QuoteOriginally posted by Heie Quote
Slightly O/T - do you have room for 'hitchhikers' to partake in your expeditions? I'd be MORE than willing to devote some considerable amount of leave time to go with you for a couple of weeks and assist in any way I can (I make a good pack mule ). Of course it would have to wait a year or so (at the very least), and wouldn't be a long expedition (say 2-3 weeks max), but I'd LOVE to tag along
I love the idea, and it might well work. I think I have a lot more to gain from your photographic expertise than using you as a pack mule, though. But in any case, I am addicted to introducing adventurous people to the sloppy magic of tropical ecosystems. And you clearly have the special combo of an active mind, eyes that can see, and a temperament that can laugh off discomfort. The particular photographic problem solving would also appeal to you, I suspect.

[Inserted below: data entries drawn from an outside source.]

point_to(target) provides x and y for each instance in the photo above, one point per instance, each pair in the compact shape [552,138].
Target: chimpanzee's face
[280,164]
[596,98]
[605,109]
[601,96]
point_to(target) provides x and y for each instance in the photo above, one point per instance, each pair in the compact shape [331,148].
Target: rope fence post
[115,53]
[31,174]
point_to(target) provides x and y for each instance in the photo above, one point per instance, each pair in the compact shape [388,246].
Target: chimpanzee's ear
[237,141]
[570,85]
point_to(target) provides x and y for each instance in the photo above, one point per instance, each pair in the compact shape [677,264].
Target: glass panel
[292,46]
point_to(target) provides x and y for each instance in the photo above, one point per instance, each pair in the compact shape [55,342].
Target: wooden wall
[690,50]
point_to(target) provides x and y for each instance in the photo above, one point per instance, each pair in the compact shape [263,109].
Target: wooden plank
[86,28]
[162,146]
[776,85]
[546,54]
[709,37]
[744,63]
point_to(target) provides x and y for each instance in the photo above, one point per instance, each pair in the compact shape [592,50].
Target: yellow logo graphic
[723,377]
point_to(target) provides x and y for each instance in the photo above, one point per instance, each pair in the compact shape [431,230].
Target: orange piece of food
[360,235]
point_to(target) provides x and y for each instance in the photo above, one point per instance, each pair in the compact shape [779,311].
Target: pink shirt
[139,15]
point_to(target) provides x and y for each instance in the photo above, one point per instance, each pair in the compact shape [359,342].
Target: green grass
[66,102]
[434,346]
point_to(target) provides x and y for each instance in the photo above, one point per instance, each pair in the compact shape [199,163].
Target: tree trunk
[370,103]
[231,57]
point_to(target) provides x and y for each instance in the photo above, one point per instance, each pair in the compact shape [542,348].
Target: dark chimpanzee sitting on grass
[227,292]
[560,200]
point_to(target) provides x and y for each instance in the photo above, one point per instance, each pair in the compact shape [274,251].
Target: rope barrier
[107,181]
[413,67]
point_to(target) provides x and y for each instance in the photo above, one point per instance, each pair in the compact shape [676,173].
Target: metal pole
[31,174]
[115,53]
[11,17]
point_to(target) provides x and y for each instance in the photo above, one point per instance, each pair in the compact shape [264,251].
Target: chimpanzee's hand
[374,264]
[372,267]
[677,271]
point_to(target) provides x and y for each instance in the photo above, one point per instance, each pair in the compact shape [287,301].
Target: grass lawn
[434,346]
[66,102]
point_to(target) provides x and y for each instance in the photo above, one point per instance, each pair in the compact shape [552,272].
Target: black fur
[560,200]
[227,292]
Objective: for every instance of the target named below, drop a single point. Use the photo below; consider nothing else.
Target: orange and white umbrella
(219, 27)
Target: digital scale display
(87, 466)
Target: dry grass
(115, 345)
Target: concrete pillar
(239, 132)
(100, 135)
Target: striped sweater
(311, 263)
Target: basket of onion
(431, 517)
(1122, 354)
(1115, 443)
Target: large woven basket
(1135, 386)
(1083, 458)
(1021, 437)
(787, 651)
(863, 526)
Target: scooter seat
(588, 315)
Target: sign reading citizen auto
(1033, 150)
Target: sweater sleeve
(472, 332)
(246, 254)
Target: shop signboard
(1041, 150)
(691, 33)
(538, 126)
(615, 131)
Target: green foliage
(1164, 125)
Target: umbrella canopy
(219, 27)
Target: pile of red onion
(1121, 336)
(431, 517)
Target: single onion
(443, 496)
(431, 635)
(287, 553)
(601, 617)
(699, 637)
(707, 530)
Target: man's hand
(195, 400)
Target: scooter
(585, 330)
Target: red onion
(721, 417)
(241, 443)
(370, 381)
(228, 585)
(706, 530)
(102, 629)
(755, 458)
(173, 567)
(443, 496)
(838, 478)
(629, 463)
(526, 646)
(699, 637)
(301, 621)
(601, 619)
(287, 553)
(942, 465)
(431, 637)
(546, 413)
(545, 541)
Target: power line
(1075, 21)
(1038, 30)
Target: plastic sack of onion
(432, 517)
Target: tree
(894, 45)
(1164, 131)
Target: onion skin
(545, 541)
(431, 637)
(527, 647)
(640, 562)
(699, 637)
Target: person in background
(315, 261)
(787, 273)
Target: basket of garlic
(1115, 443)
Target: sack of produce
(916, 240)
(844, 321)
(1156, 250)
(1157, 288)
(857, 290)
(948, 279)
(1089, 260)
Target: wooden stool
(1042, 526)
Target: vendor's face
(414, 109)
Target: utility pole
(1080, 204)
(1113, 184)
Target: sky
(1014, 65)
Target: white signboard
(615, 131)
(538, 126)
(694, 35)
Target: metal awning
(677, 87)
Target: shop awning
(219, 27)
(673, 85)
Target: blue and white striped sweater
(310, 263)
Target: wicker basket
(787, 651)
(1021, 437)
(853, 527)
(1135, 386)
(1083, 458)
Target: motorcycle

My wife and I are proposing a program that will go to Ecuador in winter of 2016. That would be the next opportunity, assuming it is approved.

QuoteOriginally posted by Heie Quote
Also, do you need a tripod to carry around with you? I swear by this one when it comes to hiking:

Sirui T-025x Travel Tripod

-Heie
Yes, you recommended that on my intro thread and it has been on my list to acquire ever since (like every thing else you highlighted). Though truth be told, I'm leaning toward the aluminum version. I confess to an anti-carbon-fibre bias stemming from my experience as a bicycle geek. Is the carbon version substantially better in your view?